As Washington debates immigration reform, a New York federal court has addressed an issue that presents itself with increasing frequency: whether undocumented workers can seek back pay and reinstatement when they are improperly terminated for participating in protected labor activities. The Second Circuit has held that undocumented workers cannot recover back pay, but it left unresolved the critical question of whether they can seek reinstatement.

In Palma, et al. v. NLRB, a group of undocumented workers alleged that they were discharged in 2003 in retaliation for their complaints about hostile and abusive workplace conduct. They argued that their complaints amounted to concerted activity protected by the National Labor Relations Act, and they sought, among other things, back pay and reinstatement. The employer argued that undocumented employees cannot, regardless of the impropriety of their discharge, recover back pay. In a 2011 decision reversing the holding of an administrative law judge, the National Labor Relations Board adopted the employer’s position and denied relief.
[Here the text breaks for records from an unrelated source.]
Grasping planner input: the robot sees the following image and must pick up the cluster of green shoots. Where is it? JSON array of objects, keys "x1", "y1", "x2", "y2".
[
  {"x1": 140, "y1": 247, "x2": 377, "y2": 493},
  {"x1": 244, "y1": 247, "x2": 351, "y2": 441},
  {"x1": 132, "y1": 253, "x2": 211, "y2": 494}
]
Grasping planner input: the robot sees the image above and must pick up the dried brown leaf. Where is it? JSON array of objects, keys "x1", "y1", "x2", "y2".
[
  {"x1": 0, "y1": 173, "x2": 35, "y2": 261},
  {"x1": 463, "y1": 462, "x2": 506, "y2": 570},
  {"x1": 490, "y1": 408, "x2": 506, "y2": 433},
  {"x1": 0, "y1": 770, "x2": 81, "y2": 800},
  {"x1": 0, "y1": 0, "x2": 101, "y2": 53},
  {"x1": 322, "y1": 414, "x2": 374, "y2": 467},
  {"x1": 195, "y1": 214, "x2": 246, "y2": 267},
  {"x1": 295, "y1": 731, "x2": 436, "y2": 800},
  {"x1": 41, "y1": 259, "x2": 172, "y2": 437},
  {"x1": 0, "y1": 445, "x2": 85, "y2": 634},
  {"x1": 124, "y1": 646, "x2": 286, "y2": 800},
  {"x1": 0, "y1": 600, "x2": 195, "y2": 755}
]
The Second Circuit agreed with the NLRB and rejected the workers’ back pay request. Specifically, the court concluded that awarding back pay to undocumented workers would effectively condone a violation of federal immigration law and encourage future violations.  Nevertheless, it remanded the case to the NLRB to reconsider whether reinstatement is an appropriate remedy under the circumstances. Significantly, it suggested that an award of reinstatement, “conditioned upon [the employees’] presentation [of] compliant documentation to show that they are lawfully present in, and authorized to work in, the United States,” might be permissible. The NLRB is expected to render a decision concerning reinstatement in the coming weeks.

How Does This Affect My Company?

The Second Circuit’s decision is a mixed result for employers. On the one hand, the ruling is certainly a victory insofar as the court held that undocumented workers cannot recover back pay. On the other, the remand is somewhat disconcerting. Moreover, irrespective of the decision, hiring and employing undocumented workers still entails a number of risks, including potential I‑9 and other immigration-related violations.  Although they may be barred from recovering back pay, undocumented workers are still entitled under New York law to collect workers’ compensation benefits, and are protected by both federal and state wage and hour laws. For now, employers should review with counsel their policies and practices concerning the employment of foreign and, if applicable, undocumented workers. The goal for all employers should be to avoid such litigation in the first place.